0

I'm scraping a website with Selenium / Python3, the website only uses invalid selectors like:

<input id="egg:bacon:SPAM" type="text"/>
<input id="egg:sausages:SPAM:SPAM" type="text"/>

(invalid parts are egg:bacon:SPAM & egg:sausages:SPAM:SPAM)

I did try to select these tags with:

driver.find_element_by_css_selector('input#egg:bacon:SPAM')

But of course I get selenium.common.exceptions.InvalidSelectorException


I also did try using xpath to get my tags, it works with:

driver.find_element_by_xpath('//input[@id="egg:bacon:SPAM"]')

But my code is based on a home made library based on CSS selectors.

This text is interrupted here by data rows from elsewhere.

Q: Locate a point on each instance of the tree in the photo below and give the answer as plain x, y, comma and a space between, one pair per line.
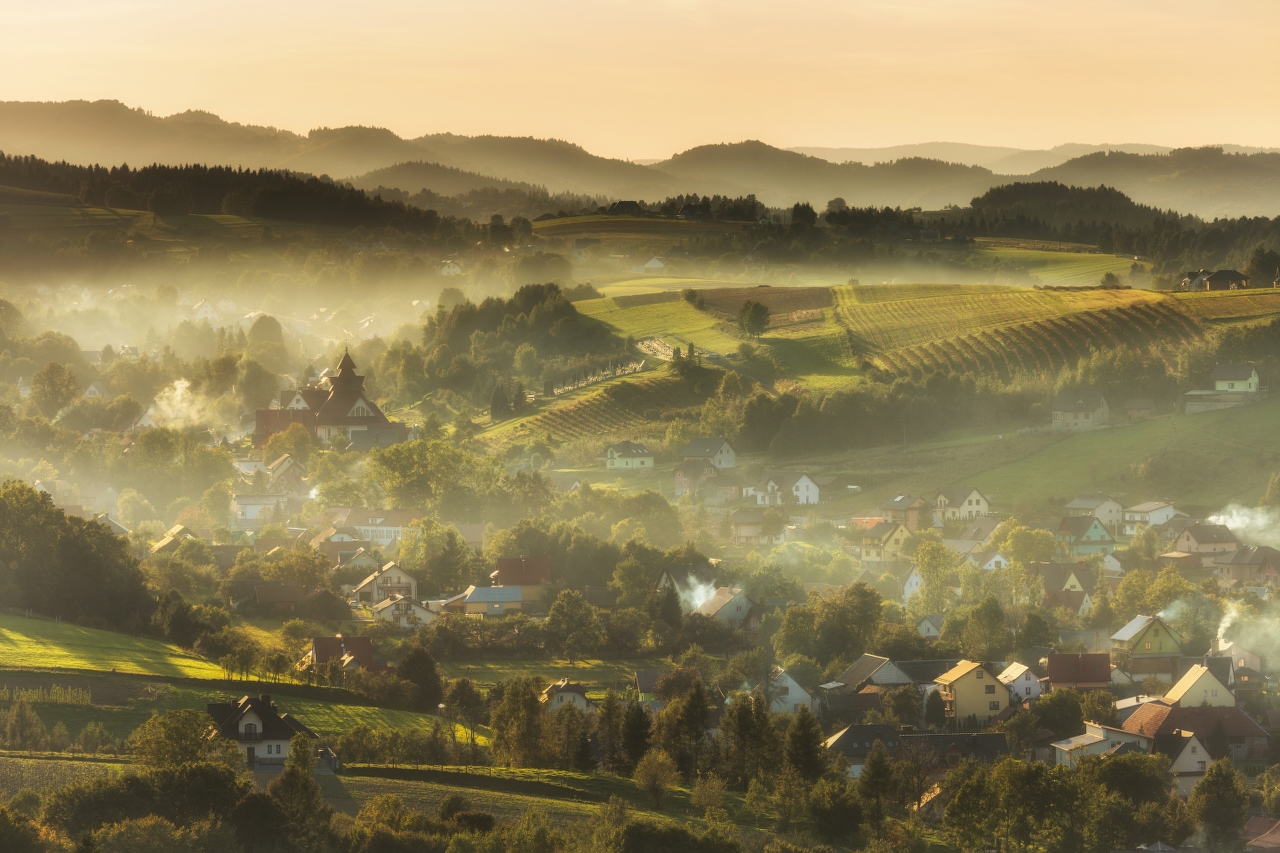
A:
636, 731
23, 729
835, 810
805, 748
419, 669
298, 794
520, 724
656, 775
1100, 706
183, 737
1220, 803
53, 388
754, 318
876, 781
572, 625
608, 730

Adding XPATH support would require to add ~200 lines of code (without counting unit tests, documentation, etc..) only to handle this wrong and not generic behavior.

Plus, scraping this website is part of a bigger project where only this specific website use that kind of CSS selectors, pushing that much effort for a single website on 10 makes me uncomfortable.


I could use something like find_element_by_css_selector('.foo > input:nth-child(2)') but it's pretty tricky and any small update on the DOM could break the scraper.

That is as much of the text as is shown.